I think I've reached a point in my life where I need to get things sorted. I've got to the point where I don't want to be doing just any job, I don't want to just work to make money. If i don't like the work, if the people around me aren't the type of people I want around me, I shouldn't be working there in the first place. There's no point in whinging about it. There's no point in doing it for the money. If it will make me unhappy, I don't want to be a part of it. I don't want to do it just for the money. I want to be able to enjoy my work, even if it isn't want I want to be doing for the rest of my life. I don't need to know what I want to be in the future. All I need to know is what I want todo now and who I want to be now. The future doesn't truly matter yet.
I'm not saying I should burn bridges and not care about building stepping stones to get me elsewhere. What I mean is, I'm not willing to sacrifice my happiness right now for my future happiness. I'm not willing to be miserable now so I can be happy later. There's no point in letting myself get to this position when I know it just isn't worth it. I don't want to be one of those people. I just want to be able to wake up in the morning and loom forward to going to work. Even if sometimes I wish I didn't have to, as long as most days it is good, that's all I ask for.
You can't get along with everyone. I get that. Some people you just have to put up with for a while. But there's a line. Once we cross that line, there's no going back. On the other side of that line is a place I don't wanna be in.
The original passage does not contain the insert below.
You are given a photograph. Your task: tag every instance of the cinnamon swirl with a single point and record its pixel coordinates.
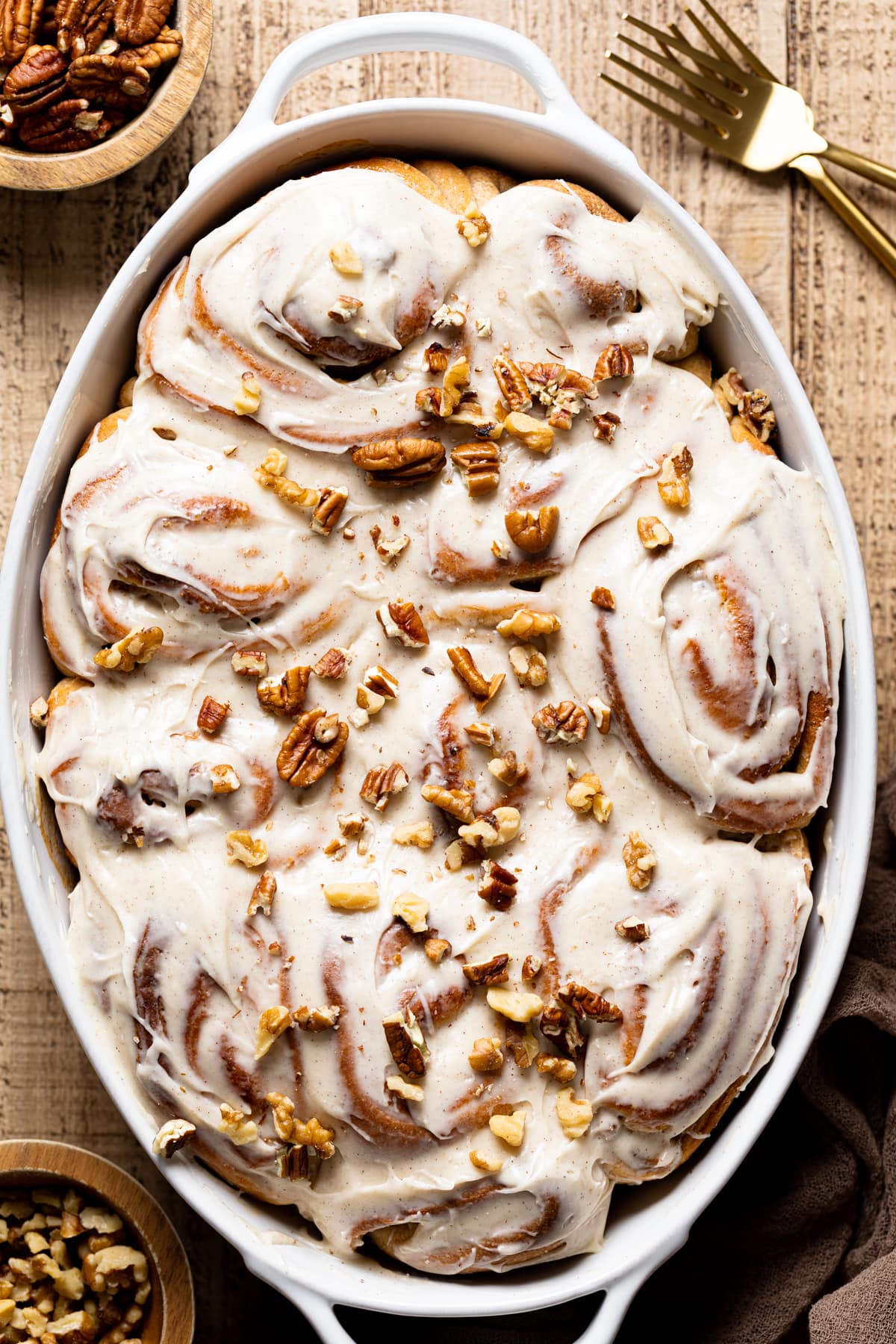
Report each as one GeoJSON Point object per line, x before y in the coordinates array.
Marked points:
{"type": "Point", "coordinates": [450, 673]}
If we don't see eye to eye and we have to work together everyday, it ain't gonna work sunshine. If what I need to get done depends on you getting your part done, that's called team work. If you can't pull your weight, you have no right to have a go at me for not pulling mine. It is totally unfair putting me under so much pressure, when it did my initial part a month ago and you have been procrastinating ever since. And now that is time to be finished, throwing it all on me doesn't work. There's only so much I can do.
I like learning, I like having new things to do, even if they are out of my comfort zone. But when I say I can't do something, I mean it. When I say I am not ok with doing something, I mean it. It isn't just a 'I can't be bothered learning' thing. It goes deeper than that. And you know that. I'll always make sure I explain myself when I don't want to do something. But forcing me to do it anyway, pushing me after you said it would never happen? Well, that is just bullshit. I shouldn't have to deal with it. And soon I won't have to deal with it anymore.